A methodology for the characterization of portable sensors for air quality measure with the goal of deployment in citizen science
Baptiste Languille, Valérie Gros, Nicolas Bonnaire, Clément Pommier, Cécile Honoré, Christophe Debert, Laurent Gauvin, Salim Srairi, Isabella Annesi-Maesano, Basile Chaix & Karine Zeitouni. A methodology for the characterization of portable sensors for air quality measure with the goal of deployment in citizen science. Science of the Total Environment. 22 November 2019. https://doi.org/10.1016/j.scitotenv.2019.134698
Abstract
The field of small air quality sensors is of growing interest within the scientific community, especially because this new technology is liable to improve air pollutant monitoring as well as be used for personal exposure quantification. Amongst the myriad existing devices, the performances are highly variable; this is why the sensors must be rigorously assessed before deployment, according to the intended use. This study is included in the Polluscope project; its purpose is to quantify personal exposure to air pollutants by using portable sensors. This paper designs and applies a methodology for the evaluation of portable air quality sensors to eight devices measuring PM, BC, NO2 and O3. The dedicated testing protocol includes static ambient air measurements compared with reference instruments, controlled chamber and mobility tests, as well as reproducibility evaluation. Three sensors (AE51, Cairclip and Canarin) were retained to be used for the field campaigns. The reliability of their performances were robustly quantified by using several metrics. These three devices (for a total of 36 units) were deployed to be worn by volunteers for a week. The results show the ability of sensors to discriminate between different environments (i.e., cooking, commuting or in an office). This work demonstrates, first, the ability of the three selected sensors to deliver data reliable enough to enable personal exposure estimations, and second, the robustness of this testing methodology.
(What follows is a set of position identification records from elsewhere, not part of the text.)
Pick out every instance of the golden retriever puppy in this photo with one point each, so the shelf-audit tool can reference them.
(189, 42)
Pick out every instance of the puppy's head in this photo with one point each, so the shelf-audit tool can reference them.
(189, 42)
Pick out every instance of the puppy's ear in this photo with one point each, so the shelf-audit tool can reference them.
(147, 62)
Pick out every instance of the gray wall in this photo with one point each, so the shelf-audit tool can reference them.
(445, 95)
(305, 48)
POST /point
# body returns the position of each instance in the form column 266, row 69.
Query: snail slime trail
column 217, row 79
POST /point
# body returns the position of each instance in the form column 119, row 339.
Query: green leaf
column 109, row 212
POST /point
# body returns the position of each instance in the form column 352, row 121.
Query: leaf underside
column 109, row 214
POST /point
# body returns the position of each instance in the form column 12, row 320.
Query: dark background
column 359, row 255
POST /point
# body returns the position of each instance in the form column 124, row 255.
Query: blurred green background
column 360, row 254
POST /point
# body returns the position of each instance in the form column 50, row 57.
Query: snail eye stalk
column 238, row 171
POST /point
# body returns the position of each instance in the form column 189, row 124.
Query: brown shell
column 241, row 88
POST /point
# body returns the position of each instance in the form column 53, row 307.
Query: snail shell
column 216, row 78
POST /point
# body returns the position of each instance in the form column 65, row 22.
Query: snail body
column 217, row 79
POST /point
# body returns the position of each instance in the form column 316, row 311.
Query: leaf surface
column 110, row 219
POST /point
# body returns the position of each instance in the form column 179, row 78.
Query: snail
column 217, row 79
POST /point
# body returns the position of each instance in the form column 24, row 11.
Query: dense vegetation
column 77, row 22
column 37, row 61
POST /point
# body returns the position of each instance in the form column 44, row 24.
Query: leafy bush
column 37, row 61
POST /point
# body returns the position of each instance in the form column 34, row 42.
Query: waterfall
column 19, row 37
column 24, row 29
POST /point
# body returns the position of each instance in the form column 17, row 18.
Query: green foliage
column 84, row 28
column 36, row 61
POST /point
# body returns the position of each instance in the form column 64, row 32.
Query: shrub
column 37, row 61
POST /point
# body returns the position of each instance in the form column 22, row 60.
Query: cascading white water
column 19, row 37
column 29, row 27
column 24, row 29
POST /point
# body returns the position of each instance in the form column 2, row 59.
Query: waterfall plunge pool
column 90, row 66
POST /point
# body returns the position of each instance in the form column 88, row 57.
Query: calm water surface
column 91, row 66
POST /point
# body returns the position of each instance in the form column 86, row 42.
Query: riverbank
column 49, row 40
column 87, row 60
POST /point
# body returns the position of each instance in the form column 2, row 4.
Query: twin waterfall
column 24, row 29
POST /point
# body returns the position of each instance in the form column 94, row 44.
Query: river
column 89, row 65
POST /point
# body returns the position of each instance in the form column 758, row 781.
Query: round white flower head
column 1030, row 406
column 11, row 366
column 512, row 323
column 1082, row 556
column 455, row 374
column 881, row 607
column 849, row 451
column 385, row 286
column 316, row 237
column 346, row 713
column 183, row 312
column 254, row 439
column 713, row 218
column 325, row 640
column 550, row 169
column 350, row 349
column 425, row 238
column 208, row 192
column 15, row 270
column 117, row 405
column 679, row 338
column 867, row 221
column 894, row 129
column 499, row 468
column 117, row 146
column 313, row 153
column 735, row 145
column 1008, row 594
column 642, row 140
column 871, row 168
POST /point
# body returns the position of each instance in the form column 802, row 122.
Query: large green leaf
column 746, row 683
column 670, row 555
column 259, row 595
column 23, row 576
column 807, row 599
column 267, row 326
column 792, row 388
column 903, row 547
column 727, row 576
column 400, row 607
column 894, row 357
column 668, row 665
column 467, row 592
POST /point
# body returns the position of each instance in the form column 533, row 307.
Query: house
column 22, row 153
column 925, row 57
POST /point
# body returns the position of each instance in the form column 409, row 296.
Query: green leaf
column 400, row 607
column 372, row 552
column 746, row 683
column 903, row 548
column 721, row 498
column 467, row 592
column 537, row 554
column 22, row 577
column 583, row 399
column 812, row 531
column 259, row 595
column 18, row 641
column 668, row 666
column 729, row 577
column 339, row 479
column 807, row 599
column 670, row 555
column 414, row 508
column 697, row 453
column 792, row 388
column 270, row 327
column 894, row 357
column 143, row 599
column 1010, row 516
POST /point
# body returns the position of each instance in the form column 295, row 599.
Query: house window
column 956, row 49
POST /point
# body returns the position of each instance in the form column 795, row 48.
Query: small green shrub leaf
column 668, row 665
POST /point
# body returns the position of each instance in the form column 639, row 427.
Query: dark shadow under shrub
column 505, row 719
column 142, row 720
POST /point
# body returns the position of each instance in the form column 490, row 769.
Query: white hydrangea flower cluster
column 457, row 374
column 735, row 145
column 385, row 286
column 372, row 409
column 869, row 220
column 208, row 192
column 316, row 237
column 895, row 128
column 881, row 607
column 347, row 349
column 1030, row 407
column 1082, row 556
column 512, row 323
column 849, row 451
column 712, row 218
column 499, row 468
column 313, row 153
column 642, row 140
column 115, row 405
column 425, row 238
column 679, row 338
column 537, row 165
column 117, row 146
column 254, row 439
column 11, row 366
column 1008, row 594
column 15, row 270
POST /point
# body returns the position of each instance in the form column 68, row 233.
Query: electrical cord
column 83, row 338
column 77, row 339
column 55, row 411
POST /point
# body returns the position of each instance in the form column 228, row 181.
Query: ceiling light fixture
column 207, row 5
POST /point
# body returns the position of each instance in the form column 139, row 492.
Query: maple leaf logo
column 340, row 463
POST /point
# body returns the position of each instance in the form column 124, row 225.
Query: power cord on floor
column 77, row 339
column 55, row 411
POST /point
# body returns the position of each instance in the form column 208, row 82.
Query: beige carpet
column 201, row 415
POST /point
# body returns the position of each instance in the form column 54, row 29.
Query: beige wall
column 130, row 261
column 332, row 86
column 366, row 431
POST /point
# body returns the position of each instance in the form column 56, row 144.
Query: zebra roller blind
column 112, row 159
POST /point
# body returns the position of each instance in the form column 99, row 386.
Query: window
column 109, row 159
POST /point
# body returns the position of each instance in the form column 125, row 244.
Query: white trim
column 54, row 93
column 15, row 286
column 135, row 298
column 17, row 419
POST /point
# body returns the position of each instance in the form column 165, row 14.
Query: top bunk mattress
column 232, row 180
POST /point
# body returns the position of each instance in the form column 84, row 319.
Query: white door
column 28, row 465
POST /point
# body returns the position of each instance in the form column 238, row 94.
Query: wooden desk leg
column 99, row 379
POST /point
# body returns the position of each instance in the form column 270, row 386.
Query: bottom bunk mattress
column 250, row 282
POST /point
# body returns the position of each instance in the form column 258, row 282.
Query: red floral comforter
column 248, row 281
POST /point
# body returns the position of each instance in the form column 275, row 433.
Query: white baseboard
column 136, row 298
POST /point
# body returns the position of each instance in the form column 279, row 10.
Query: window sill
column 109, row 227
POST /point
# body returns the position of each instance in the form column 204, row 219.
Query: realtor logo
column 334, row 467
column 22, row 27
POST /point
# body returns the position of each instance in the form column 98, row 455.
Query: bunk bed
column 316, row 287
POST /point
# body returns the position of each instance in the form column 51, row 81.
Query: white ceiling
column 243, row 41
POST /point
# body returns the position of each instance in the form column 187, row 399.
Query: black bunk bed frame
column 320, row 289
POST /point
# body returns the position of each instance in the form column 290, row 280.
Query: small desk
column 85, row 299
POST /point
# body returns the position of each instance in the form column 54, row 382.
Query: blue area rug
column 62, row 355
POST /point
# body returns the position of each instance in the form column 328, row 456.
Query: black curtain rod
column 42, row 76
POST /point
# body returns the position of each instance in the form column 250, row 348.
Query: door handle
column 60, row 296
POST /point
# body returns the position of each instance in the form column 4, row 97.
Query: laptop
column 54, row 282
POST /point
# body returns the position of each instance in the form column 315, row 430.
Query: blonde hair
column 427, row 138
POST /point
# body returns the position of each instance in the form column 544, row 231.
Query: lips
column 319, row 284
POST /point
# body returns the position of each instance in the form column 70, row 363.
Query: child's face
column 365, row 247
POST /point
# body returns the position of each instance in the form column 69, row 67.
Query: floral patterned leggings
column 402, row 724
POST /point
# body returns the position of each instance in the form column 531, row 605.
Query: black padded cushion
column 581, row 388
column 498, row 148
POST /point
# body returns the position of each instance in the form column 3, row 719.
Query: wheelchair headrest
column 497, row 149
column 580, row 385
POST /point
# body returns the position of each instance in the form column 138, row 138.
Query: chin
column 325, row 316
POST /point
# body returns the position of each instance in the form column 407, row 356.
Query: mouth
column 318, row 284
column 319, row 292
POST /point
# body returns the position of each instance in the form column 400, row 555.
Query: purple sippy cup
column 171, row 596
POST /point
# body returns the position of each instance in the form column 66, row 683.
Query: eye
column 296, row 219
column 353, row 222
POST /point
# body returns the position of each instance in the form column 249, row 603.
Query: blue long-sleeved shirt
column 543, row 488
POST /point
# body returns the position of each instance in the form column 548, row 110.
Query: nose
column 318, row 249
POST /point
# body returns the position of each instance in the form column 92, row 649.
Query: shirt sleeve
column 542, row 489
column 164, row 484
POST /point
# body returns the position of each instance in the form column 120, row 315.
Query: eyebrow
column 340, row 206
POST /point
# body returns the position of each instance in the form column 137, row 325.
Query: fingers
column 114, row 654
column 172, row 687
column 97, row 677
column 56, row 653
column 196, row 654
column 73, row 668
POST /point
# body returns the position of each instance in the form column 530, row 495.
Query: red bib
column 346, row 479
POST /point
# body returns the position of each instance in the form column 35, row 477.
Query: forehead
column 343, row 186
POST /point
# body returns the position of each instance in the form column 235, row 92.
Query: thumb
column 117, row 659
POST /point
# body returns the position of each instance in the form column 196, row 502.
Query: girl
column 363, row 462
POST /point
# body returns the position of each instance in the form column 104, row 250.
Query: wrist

Fig. 1. Routes for the mobility tests (plotted in red and blue). Sources: actualitix, and OpenStreetMap (modified). (For interpretation of the references to colour in this figure legend, the reader is referred to the web version of this article.)
Keywords
Paris region, Black carbon, Nitrogen oxides, Particulate matter, Personal exposure, Mobile measurements
Highlights
- Small sensors for personal exposure monitoring are of questionable accuracy.
- A robust methodology was designed and used to select and assess sensors.
- Eight portable sensors were tested, three (AE51, Cairclip, Canarin) were selected.
- The sensors were approved for personal exposure monitoring (BC, NO2, PM)
- First results from a feasibility campaign involving 15 volunteers are presented.